IANAScientist, but It’s my understanding that ‘space’ was quite small at the time of the big bang and is getting bigger and bigger. Now, it may be expanding at a colosal pace, faster than anything in the universe, but that does imply that it has edges and is therefore not infinite.
It only implies that if you use the common English meaning of the word “expansion”; in this context, the word is shorthand for something much more complex and implies nothing of the sort.
A lot of scientific concepts get boiled down to simple soundbytes for the public to consume; this is not the science, though, it’s just a soundbyte. The actual science which “expansion” is short for is hundreds upon hundreds of technical papers containing very long equations and observations. It’s not intuitive (the universe simply isn’t, much as we’d like it to be) and we find it very, very hard to express in non-mathematical terms. So we use words which people take a little too literally, but there is no better word that we have. So we have to make do.
We can try to use analogies like the balloon one above; but because these are only rough analogies, they are obviously flawed. Once should not mistake a flaw in the analogy for a flaw in the science the analogy is trying to dumb down.
You’ve spotted a weakness of the English language, not a scientific revelation. 
Space was not small at the time of the Big Bang, though that’s unfortunately how it’s often reported in popular media. Space was dense at the time of the Big Bang. Our observable universe was small, but that’s all we can conclude. No one has any clue how much bigger the universe is than our observable portion of it, and it very well could be infinite.
I never heard this until it was mentioned several times recently on the SDMB by knowledgeable people.
I had always understood that the Big Bang Theory posited a very small universe at the very start. Not just very dense, as you are saying now, but tiny.
Can I ask you, is this a new way of thinking? Or has it always been part of the Big Bang Theory that I have consistently misunderstood?
I am a bit mystified because I have read numerous popular science books on this subject over the years and somehow missed this very important point.
But if it has an edge, then what is on the other side, and how far do you have to go to get to the edge of that? And what is on the other side?
Does your brain hurt yet?
The latter. For a universe that is flat or hyperbolic, the model has always been that the size was infinite, with a density that diminshes with time. For a closed universe, the story is different. In that case, at any given point in time, the universe has a finite size. If you extrapolate back to zero (the singularity), the size is zero. Of course we can’t extrapolate all the way back, because the current laws of physics can’t explain the singularity itself.
Space can be flat and still be finite, without boundary.
To see how this is possible, I will start with a two-dimensional flat space without boundary. You normally think of a torus as curved, but it can be given a flat geometry. One way of thinking about this is as a square with the top and bottom edges identified (thought of as identical) and the right and left edges identified. Now do the same to a three dimensional cube with the front and back face identified, the left and right face identified, and the top and bottom face identified. (I hesitated whether to say face or faces in this description. The English language is not quite up to describing this situation.)

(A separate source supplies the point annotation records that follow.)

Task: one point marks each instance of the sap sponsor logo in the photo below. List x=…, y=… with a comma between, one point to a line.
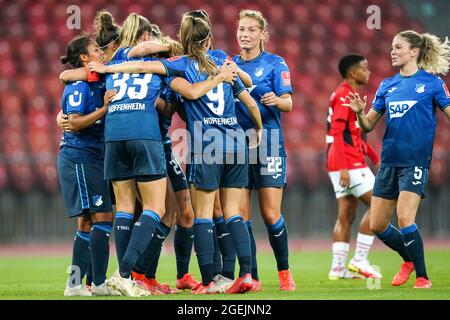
x=420, y=88
x=259, y=72
x=392, y=89
x=398, y=109
x=286, y=76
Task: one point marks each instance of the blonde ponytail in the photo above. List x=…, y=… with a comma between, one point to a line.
x=130, y=27
x=194, y=32
x=434, y=55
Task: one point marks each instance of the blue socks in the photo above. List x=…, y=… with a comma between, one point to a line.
x=89, y=275
x=99, y=246
x=394, y=240
x=217, y=258
x=141, y=236
x=204, y=248
x=253, y=247
x=241, y=242
x=226, y=248
x=81, y=258
x=414, y=246
x=123, y=225
x=278, y=238
x=155, y=245
x=183, y=242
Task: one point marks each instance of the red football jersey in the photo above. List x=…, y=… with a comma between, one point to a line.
x=344, y=139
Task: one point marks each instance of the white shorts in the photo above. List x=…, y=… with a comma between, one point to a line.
x=361, y=181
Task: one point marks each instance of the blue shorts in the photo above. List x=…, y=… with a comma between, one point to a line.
x=389, y=181
x=83, y=186
x=174, y=171
x=230, y=173
x=268, y=173
x=134, y=158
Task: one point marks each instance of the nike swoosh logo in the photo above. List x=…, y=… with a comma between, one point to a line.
x=408, y=243
x=277, y=235
x=222, y=235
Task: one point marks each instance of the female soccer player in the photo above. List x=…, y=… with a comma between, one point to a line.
x=351, y=177
x=135, y=152
x=80, y=169
x=214, y=111
x=272, y=91
x=409, y=100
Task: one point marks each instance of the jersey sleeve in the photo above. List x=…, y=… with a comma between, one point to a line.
x=378, y=103
x=168, y=95
x=120, y=55
x=441, y=94
x=77, y=98
x=220, y=54
x=340, y=112
x=176, y=66
x=238, y=87
x=281, y=78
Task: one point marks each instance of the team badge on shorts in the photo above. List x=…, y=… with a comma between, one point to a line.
x=97, y=200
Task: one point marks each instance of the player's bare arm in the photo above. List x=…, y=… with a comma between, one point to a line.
x=78, y=122
x=366, y=122
x=282, y=103
x=253, y=109
x=193, y=91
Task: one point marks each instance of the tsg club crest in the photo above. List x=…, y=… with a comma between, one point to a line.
x=420, y=88
x=259, y=72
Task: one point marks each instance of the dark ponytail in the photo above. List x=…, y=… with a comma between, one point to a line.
x=78, y=45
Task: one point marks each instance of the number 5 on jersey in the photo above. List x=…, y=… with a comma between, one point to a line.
x=135, y=88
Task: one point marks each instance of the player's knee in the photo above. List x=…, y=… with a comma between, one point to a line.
x=376, y=227
x=185, y=219
x=270, y=217
x=405, y=221
x=346, y=218
x=85, y=224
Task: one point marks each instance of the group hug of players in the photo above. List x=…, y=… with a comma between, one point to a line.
x=119, y=98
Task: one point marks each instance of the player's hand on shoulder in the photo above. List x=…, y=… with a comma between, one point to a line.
x=270, y=99
x=229, y=71
x=108, y=97
x=354, y=102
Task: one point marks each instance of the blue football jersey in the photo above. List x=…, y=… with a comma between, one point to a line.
x=269, y=73
x=132, y=113
x=167, y=95
x=83, y=98
x=213, y=115
x=410, y=106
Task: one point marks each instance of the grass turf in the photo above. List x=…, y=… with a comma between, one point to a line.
x=41, y=277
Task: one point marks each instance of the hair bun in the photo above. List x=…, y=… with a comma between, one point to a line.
x=103, y=21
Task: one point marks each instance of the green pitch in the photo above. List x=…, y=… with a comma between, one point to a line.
x=44, y=278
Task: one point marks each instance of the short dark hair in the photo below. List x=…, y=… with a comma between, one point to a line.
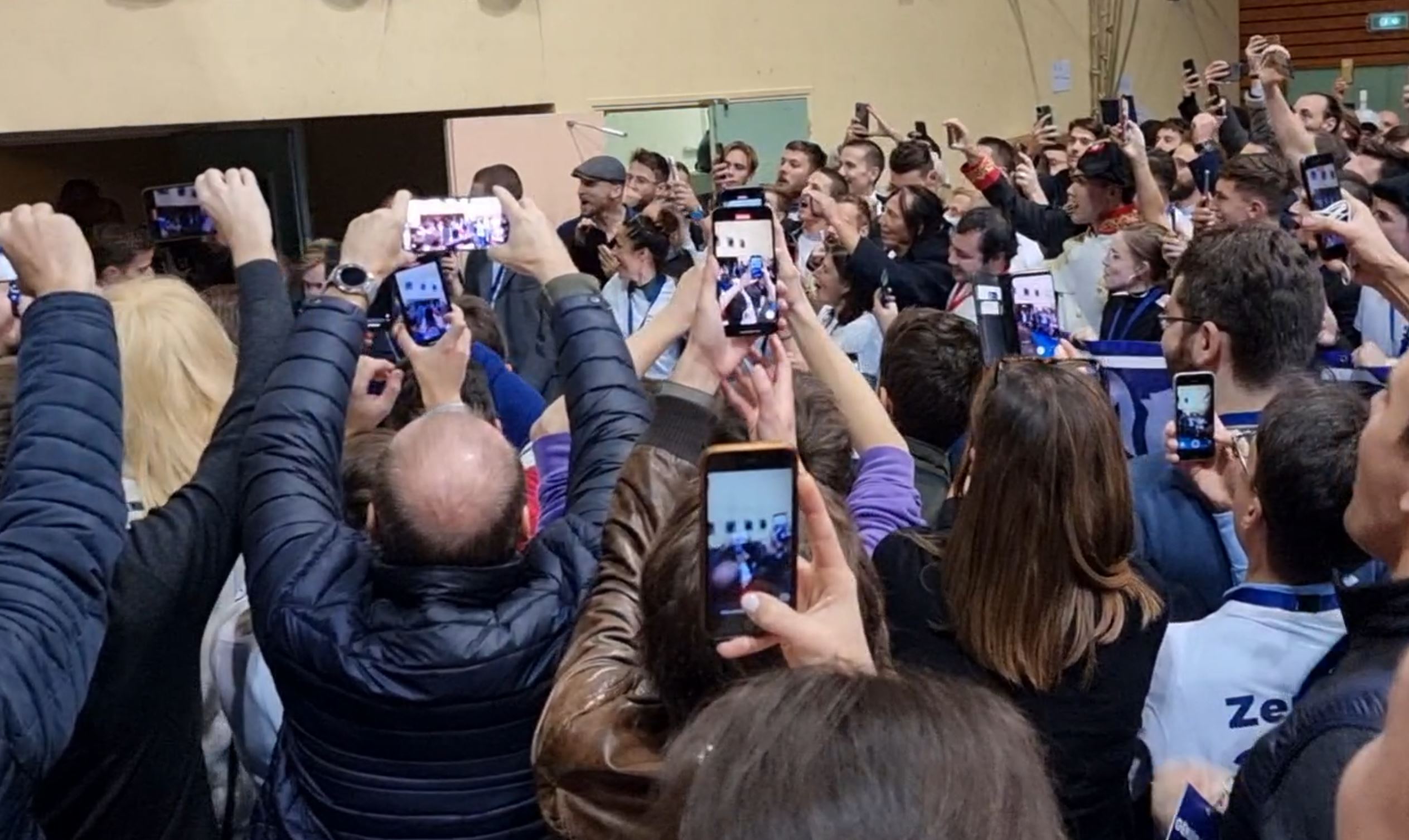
x=1004, y=153
x=1256, y=284
x=874, y=156
x=931, y=367
x=114, y=244
x=501, y=175
x=1164, y=169
x=912, y=156
x=999, y=239
x=361, y=463
x=653, y=161
x=675, y=647
x=1305, y=474
x=223, y=299
x=1260, y=175
x=915, y=756
x=484, y=326
x=816, y=156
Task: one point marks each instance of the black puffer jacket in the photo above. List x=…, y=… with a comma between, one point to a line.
x=412, y=692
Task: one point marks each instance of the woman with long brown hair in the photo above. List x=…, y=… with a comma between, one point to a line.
x=1035, y=590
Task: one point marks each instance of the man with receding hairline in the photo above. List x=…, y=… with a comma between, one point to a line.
x=415, y=659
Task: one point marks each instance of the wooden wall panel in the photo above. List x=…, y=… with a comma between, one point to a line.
x=1321, y=33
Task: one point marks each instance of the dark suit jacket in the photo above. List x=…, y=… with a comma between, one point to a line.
x=526, y=321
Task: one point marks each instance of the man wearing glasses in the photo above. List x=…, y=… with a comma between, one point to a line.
x=1246, y=306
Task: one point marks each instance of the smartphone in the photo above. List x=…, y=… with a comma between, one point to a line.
x=174, y=213
x=1194, y=416
x=1111, y=112
x=1035, y=313
x=747, y=273
x=743, y=196
x=1322, y=191
x=420, y=298
x=749, y=518
x=434, y=226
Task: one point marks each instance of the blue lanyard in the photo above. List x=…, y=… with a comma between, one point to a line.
x=1116, y=333
x=1291, y=602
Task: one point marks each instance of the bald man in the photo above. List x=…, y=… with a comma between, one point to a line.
x=413, y=659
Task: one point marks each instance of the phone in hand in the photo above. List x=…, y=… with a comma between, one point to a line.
x=1194, y=420
x=1322, y=192
x=747, y=282
x=750, y=523
x=420, y=297
x=1035, y=313
x=436, y=226
x=174, y=213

If you have ever played go on a toroidal board you will understand what I am saying. There is an instance of the smallest safe group that consists of 10 stones arrayed in the proper configuration using all four corners. There is no safe group with fewer than 10 stones, since the board actually has no edges or corners. Finite but without boundary. A hyperbolic geometry necessarily has finite volume, but it could have infinite extent. A spherical geometry has finite extent but no boundary.